Kehidupan Al-Baihaqi, Ahli Hadits Pembela Madzhab Syafi’i
Persia adalah sebuah negeri dengan peradaban kuat yang eksis hingga saat ini. Wilayahnya membentang dari Irak, Iran, Pakistan, Asia Tengah, hingga wilayah Arab, meskipun sekarang, hanya Iran yang dikenal sebagai Persia.
Sejak Islam masuk ke wilayah ini, tanah Persia berjasa besar dalam transmisi dan perkembangan ilmu-ilmu agama. Bagaimana tidak, nama-nama besar dalam berbagai bidang keilmuan seperti Abu Hanifah, Sibawaih, Fakhruddin Ar-Razi, Az-Zamakhsyari, Abu Ishaq Al-Isfarayini, Al-Baghawi, berasal dari negeri ini.
Pun enam imam hadits penyusun enam kitab induk hadits (al-kutubus sittah); Al-Bukhari, Muslim, An-Nasa’i, Abu Dawud, At-Tirmidzi, Ibnu Majah, semuanya orang Persia. Tentu nama-nama tersebut hanya sebagian dari keseluruhan saja, masih banyak ulama-ulama besar yang berasal dari negeri ini, di antaranya adalah Al-Baihaqi, seorang imam hadits dan fikih.
Kelahiran Al-Baihaqi
Al-Baihaqi bernama lengkap Abu Bakr Ahmad bin Husain Al-Baihaqi. Lahir di Khosrovjerd, suatu desa yang kala itu menjadi pusat kota Baihaq. Baihaq sendiri adalah sebuah kota di Iran yang sekarang berganti nama menjadi Sabzevar. Al-Baihaqi lahir pada bulan Sya’ban tahun 384 H. Hingga sekarang belum ditemukan data yang menyebutkan latar belakang keluarganya dan kehidupan masa kecil Al-Baihaqi.
Riwayat Pendidikan
Sumber-sumber biografi imam besar mencatat kehidupan Al-Baihaqi mulai umur 15 tahun sebagai seorang muhaddits. Guru pertamanya dalam bidang ini adalah Abul Hasan Muhammad bin Husain Al-‘Alawi, seorang imam hadits asal Khurasan yang juga keturunan Rasulullah saw melalui jalur Sayyidina Hasan. Abul Hasan Al-‘Alawi juga merupakan guru dari guru Al-Baihaqi yang lain, yaitu Al-Hakim, pengarang kitab Al-Mustadrak.
Al-Baihaqi sendiri adalah salah satu murid utama Al-Hakim.

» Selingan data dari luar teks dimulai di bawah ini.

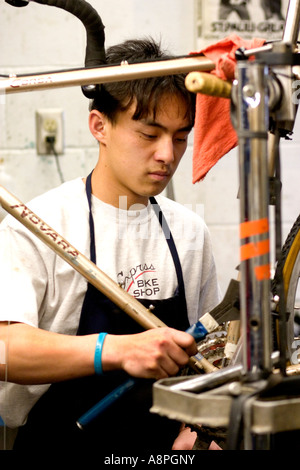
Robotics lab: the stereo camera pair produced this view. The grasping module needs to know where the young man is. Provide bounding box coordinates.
[0,40,218,451]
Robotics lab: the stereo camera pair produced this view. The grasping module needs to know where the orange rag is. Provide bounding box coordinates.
[193,34,265,183]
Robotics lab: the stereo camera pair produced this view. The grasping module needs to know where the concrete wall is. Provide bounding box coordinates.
[0,0,300,296]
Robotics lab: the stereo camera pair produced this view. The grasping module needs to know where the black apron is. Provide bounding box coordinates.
[14,174,189,453]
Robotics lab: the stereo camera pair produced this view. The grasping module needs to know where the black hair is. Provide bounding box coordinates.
[90,38,195,125]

Di antara guru-guru Al-Baihaqi juga ada Abu Bakr Ibn Furak, imam para ahli ilmu kalam, yang juga pakar dalam bidang fikih dan ushul fikih, dan nahwu. Sebagaimana para ahli hadits terdahulu, Al-Baihaqi tidak hanya belajar pada ulama di daerahnya. Ia pergi ke berbagai daerah seperti Khurasan, Irak dan Hijaz. Tajuddin As-Subki mencatat bahwa jumlah guru Al-Baihaqi lebih dari seratus dan guru utamanya dalam ilmu fikih adalah Abul Fathi Nashir Al-‘Umari, seorang ahli fikih madzhab Syafi’i yang merupakan murid Abu Bakr Al-Qaffal. (Tajuddin Abdul Wahhab As-Subki, Thabaqatusy Syafi’iyyah Al-Kubra [Mesir: Dar Ihya’il Kutub Al-‘Arabiyyah, tt], juz IV, halaman 9).

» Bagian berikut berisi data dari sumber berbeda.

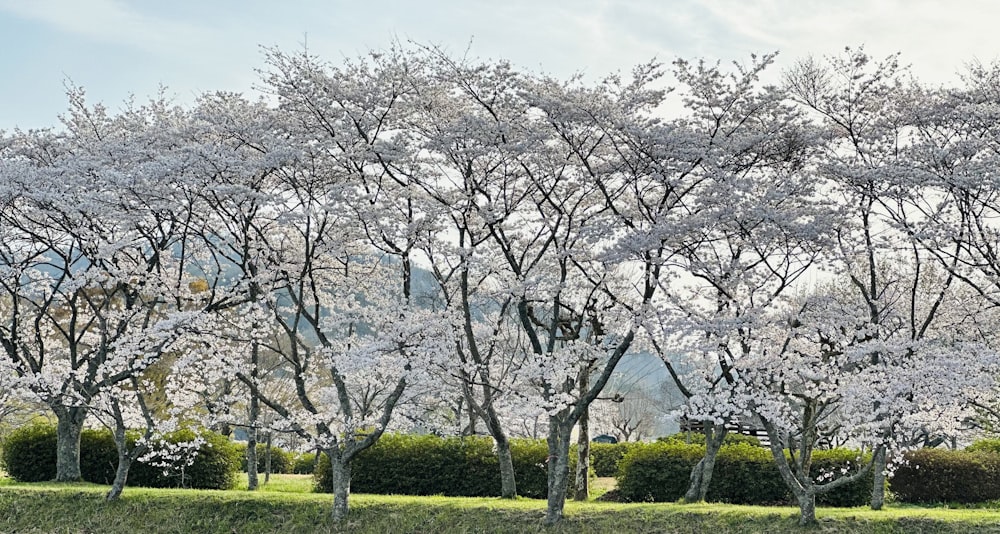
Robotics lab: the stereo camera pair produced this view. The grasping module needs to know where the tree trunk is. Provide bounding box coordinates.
[247,428,259,491]
[105,422,138,501]
[684,421,726,503]
[872,445,887,510]
[496,436,517,499]
[327,451,351,522]
[573,408,590,501]
[545,426,573,525]
[247,344,260,491]
[55,407,87,482]
[796,491,816,527]
[264,431,274,484]
[105,452,132,501]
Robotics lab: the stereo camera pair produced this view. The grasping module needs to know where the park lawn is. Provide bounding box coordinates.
[0,475,1000,534]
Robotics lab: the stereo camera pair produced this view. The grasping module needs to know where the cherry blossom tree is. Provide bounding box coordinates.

Sosok Alim, Saleh, dan Sederhana
Al-Hafidz Abdul Ghafir, seorang sejarawan dan ahli hadits asal Naisabur, yang juga cucu dari Abdul Karim Al-Qusyairi, seorang sufi besar, mendeskripsikan sosok Al-Baihaqi sebagai ahli fikih, ushul fikih, dan ahli hadits yang mencapai derajat Al-Hafidz. Al-Baihaqi dinilai sebagai seorang yang saleh, wira’i, dan zuhud, seorang ulama yang tiada duanya di masanya.
Ia juga menceritakan bahwa para ulama Naisabur pernah meminta Al-Baihaqi untuk pergi ke sana kemudian membagikan ilmunya kepada para ulama di sana. Al-Baihaqi pun setuju, ia datang ke sana dan memperdengarkan kitabnya yang berjudul Ma’rifatus Sunan wal Atsar. Mengenai kesalehan Al-Baihaqi, Tajuddin As-Subki menyampaikan bahwa konon Al-Baihaqi berpuasa setiap hari selama 30 tahun sebelum ia wafat. (Adz-Dzahabi, Siyar, juz XVIII, halaman 167). (As-Subki, Thabaqatusy Syafi’iyyah, juz IV, halaman 11).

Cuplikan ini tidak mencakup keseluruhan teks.